The air was loaded with a sickly scent like it had been sprinkled with sugar dust. If you breathed in deeply, you felt you were dancing.”

There is an unashamed sense of the risqué seaside postcard about much of the humour:

‘She was pouring coffee into a mug.

I ambled over and said, “Mine’s white but strong.”
Susan said: “So I’d heard. But how about your coffee, honeybunch?”
She guffawed at her joke and made her chins wobble.’

The wisecracks are not all end-of-the-pier stuff, however. When Crampton meets the owner of the gorgeous sweet shop, he is almost Chandleresque:

“She had a figure that would get Brigitte Bardot demanding a recount …. little laugh lines crinkled around her mouth as her full lips parted in the kind of welcome smile I felt I could pay into the bank.”

PBAnyone who is a student of English humour will soon see that Bartram is part of a long and distinguished tradition of comic writers who find meat and drink in the absurdities of English life and social structures. In the world of crime fiction, however, comedy does not always sit well with murder and bloodshed. The great and sadly under-appreciated Colin Watson did the job beautifully in his Flaxborough novels, while modern writers such as MJ Trow and Christopher Fowler perform the balancing act with similar verve. I am happy to put Peter Bartram (right) up there on the podium with those past and present masters. Incidentally, and quite appropriately for a Sussex man, Bartram knows and loves his Kipling, and manages to quote the great man on a number of occasions

Such is the joyful nature of the writing that the plot is almost irrelevant, but Bartram remembers that Crampton has a murder to solve, and he gives us the classic Golden Age denouement scene in the library. Except it’s not in the library, but in the village church, under the shocked gaze of the pompous Rev. Purslowe. Before the riddle of Spencer Hooke’s death is solved (with an “I’m Spartacus” moment) we get the best joke in the book.

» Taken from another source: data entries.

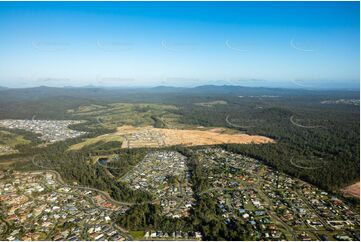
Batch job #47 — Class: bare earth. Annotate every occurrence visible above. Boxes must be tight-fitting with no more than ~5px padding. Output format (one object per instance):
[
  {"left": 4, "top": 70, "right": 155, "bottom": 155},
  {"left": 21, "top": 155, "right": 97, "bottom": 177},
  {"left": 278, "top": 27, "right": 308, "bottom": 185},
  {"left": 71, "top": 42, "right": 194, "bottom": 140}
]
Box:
[
  {"left": 342, "top": 182, "right": 360, "bottom": 198},
  {"left": 117, "top": 125, "right": 274, "bottom": 148}
]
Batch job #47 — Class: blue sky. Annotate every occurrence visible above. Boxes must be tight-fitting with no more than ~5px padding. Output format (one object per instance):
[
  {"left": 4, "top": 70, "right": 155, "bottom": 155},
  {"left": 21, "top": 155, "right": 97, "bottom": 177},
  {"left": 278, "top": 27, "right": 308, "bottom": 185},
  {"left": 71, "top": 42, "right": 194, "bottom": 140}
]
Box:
[{"left": 0, "top": 2, "right": 360, "bottom": 88}]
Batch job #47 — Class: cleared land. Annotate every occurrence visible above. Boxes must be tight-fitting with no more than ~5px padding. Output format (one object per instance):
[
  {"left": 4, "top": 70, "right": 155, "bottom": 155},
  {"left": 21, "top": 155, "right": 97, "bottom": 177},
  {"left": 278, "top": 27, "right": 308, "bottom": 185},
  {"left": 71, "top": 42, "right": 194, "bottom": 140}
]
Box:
[
  {"left": 195, "top": 100, "right": 228, "bottom": 107},
  {"left": 117, "top": 126, "right": 273, "bottom": 148},
  {"left": 70, "top": 125, "right": 274, "bottom": 150},
  {"left": 0, "top": 130, "right": 30, "bottom": 155},
  {"left": 342, "top": 182, "right": 360, "bottom": 197}
]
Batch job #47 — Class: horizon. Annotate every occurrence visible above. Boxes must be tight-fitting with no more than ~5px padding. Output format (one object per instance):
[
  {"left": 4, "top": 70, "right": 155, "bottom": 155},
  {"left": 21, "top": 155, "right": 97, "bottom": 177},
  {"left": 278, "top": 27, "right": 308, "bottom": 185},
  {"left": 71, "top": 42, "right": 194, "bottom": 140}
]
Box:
[{"left": 0, "top": 2, "right": 360, "bottom": 89}]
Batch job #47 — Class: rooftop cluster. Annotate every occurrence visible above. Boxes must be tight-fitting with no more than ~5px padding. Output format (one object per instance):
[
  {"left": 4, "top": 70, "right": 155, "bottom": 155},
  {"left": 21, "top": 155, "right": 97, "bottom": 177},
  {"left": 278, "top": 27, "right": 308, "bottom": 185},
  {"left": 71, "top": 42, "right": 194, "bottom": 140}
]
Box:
[
  {"left": 0, "top": 172, "right": 127, "bottom": 241},
  {"left": 122, "top": 151, "right": 194, "bottom": 218}
]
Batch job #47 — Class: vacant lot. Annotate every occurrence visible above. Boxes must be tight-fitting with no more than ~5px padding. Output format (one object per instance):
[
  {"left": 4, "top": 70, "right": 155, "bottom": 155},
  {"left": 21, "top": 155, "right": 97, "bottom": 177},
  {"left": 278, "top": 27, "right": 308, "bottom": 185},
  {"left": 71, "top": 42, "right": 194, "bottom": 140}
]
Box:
[
  {"left": 117, "top": 125, "right": 273, "bottom": 148},
  {"left": 342, "top": 182, "right": 360, "bottom": 197},
  {"left": 195, "top": 100, "right": 228, "bottom": 107}
]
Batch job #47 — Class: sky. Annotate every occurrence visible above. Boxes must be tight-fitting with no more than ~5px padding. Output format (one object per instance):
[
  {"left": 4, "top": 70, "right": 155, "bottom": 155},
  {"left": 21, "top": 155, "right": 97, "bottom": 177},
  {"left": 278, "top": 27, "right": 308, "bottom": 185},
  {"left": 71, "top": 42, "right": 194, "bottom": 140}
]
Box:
[{"left": 0, "top": 2, "right": 360, "bottom": 88}]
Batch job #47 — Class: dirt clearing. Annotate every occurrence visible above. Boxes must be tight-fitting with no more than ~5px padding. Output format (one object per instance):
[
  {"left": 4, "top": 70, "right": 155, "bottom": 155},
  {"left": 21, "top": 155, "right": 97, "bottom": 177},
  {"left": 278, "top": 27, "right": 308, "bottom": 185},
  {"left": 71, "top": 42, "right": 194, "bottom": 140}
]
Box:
[{"left": 117, "top": 125, "right": 274, "bottom": 148}]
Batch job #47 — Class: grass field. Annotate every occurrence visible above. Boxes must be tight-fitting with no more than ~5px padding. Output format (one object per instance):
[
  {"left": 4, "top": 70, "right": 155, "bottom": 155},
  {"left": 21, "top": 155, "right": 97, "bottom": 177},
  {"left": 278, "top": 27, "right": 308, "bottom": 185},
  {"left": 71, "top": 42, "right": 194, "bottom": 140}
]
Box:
[
  {"left": 68, "top": 103, "right": 179, "bottom": 128},
  {"left": 0, "top": 130, "right": 30, "bottom": 155},
  {"left": 195, "top": 100, "right": 228, "bottom": 107}
]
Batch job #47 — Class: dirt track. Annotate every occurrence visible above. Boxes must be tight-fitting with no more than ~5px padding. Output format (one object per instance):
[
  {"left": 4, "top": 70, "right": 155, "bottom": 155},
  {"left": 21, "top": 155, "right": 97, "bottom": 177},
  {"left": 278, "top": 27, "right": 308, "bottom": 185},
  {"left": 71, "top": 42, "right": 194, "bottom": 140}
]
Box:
[{"left": 117, "top": 126, "right": 274, "bottom": 148}]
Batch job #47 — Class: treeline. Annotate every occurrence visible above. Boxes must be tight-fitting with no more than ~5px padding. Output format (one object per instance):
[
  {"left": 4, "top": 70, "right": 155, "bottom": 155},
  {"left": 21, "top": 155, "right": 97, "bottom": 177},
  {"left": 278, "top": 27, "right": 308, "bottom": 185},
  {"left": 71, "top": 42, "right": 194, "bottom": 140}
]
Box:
[{"left": 176, "top": 97, "right": 360, "bottom": 191}]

“Georgina had caused a stir when she’d walked into the church. She was wearing a low-cut blouse and a mini-skirt which ended a couple of inches below the Book of Revelations.”

The Mother’s Day Mystery is published by The Bartram Partnership, and is out now. Watch the Fully Booked Twitter feed for a chance to win this novel.

Follow the links to check out other features and novels by Peter Bartram.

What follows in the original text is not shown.